Curieusement, les linguistes ne se posent pas la question de savoir quelle langue parlent entre eux ou avec les hommes les dieux de l'Olympe, ou le dieu de la Bible. Ils communiquent cependant avec les humains selon diverses modalités. Zeus signe sa présence dans l'espace de la réalité sous la forme d'une pluie d'or, d'un taureau, ou d'un cygne. Il séduit, bien qu'on ne nous dise rien de la langue qu'il parle : séduit-il par sa seule présence ? On sait pourtant qu'il répond aux prières : prié par Sémélé, il lui apparaît dans toute sa gloire, ce qui, hélas, consume littéralement l'amante. Dans l'Iliade et l'Odyssée Athéna parle Grec avec Ulysse, tout comme Circé ou Calypso, et même Polyphème. Dans la Genèse, on ignore en quelle langue l'Elohim parle à Adam, avant que celui-ci ait nommé les êtres et les choses (en quelle langue ?) Était-ce d'ailleurs la même langue “adamique” que parlait le serpent tentateur à l'oreille d'Ève ? Est-ce celle des constructeurs de la tour de Babel avant leur dispersion par le dieu jaloux ? Et dans le Nouveau testament lorsque l'ange Gabriel se fait entendre de la Vierge, était-ce une Annonciation en araméen ? Questions ouvertes.
Notons que la communication entre les hommes et les dieux est, par moments, symétrique : les dieux peuvent parler aux hommes, ceux-ci peuvent leur répondre comme le fait Moïse sur le Sinaï. Et de même que les dieux grecs s'exprimaient en grec, Moïse entend, et répond en sa langue, à la parole du Seigneur qui ne dit pas son nom Il arrive aussi que les dieux répondent simplement par leur présence à un appel et/ou exaucent une prière. Un exemple, en littérature fantastique, dans the Dunwich horror de Lovecraft. Imploré par son fils, dans une langue non humaine, le dieu Yog-Sothoth vient le sauver [2] . Mais les dieux peuvent aussi communiquer avec les hommes par le truchement d'une autre voie : celle des rêves. Ils le font directement dans le cadre d'un discours clair qui donne des ordres, ou indirectement par des figures ou des récits [3] — ce qui requiert alors les services d'un intercesseur. On le voit avec les interprétations de Joseph dans la Bible, ou avec Enkidu interprétant un rêve de Gilgamesh [4] . On élabore ailleurs depuis longtemps, à l'usage des profanes, des “clés des songes”, comme le montre l'ouvrage d'Artemidore. Il existe aussi des rêves que le rêveur attribue à un dieu et qu'il interprète lui-même, comme le montre l'expérience d'Aelius Aristide, qui tire de précieux enseignements médicaux de la matière de ses rêves, envoyés par Asclépios, pour s'auto médicamenter [5] .
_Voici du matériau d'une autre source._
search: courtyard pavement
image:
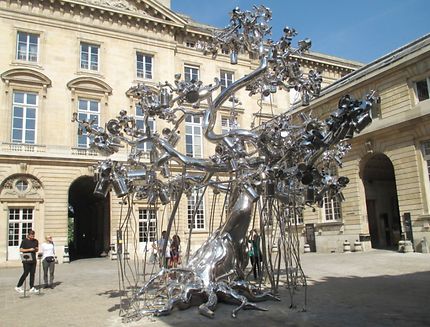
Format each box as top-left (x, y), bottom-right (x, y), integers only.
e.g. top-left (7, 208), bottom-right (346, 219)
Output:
top-left (0, 250), bottom-right (430, 327)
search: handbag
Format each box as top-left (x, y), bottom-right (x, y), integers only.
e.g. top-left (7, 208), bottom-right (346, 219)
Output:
top-left (45, 257), bottom-right (55, 263)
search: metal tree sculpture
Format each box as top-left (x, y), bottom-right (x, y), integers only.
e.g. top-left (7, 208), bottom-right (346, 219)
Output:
top-left (74, 6), bottom-right (376, 317)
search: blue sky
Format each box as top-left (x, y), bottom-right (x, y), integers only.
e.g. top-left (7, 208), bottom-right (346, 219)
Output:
top-left (171, 0), bottom-right (430, 63)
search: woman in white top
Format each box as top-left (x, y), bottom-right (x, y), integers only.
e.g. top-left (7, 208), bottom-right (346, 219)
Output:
top-left (40, 235), bottom-right (55, 288)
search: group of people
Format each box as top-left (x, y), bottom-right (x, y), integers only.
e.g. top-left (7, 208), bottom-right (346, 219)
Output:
top-left (15, 230), bottom-right (56, 293)
top-left (152, 229), bottom-right (263, 280)
top-left (152, 231), bottom-right (181, 268)
top-left (15, 229), bottom-right (262, 293)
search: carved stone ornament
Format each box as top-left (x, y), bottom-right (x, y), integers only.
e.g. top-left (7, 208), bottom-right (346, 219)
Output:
top-left (82, 0), bottom-right (137, 11)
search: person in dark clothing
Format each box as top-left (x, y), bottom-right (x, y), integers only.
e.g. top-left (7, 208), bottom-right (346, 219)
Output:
top-left (169, 235), bottom-right (181, 268)
top-left (15, 230), bottom-right (39, 293)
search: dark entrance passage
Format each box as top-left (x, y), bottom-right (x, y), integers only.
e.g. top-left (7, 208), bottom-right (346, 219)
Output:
top-left (363, 154), bottom-right (401, 249)
top-left (69, 176), bottom-right (110, 260)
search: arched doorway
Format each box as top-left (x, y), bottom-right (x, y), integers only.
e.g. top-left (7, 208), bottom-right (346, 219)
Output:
top-left (362, 153), bottom-right (401, 249)
top-left (69, 176), bottom-right (110, 260)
Nous poserons comme hypothèse que nous avons là, avec cet ensemble de moyens de communication entre les hommes et les dieux, une base pour aborder les textes qui proposent des expériences imaginaires issues de rencontres et de langages “autres” en partant du cas le plus banal et jusqu'aux expériences les plus neuves.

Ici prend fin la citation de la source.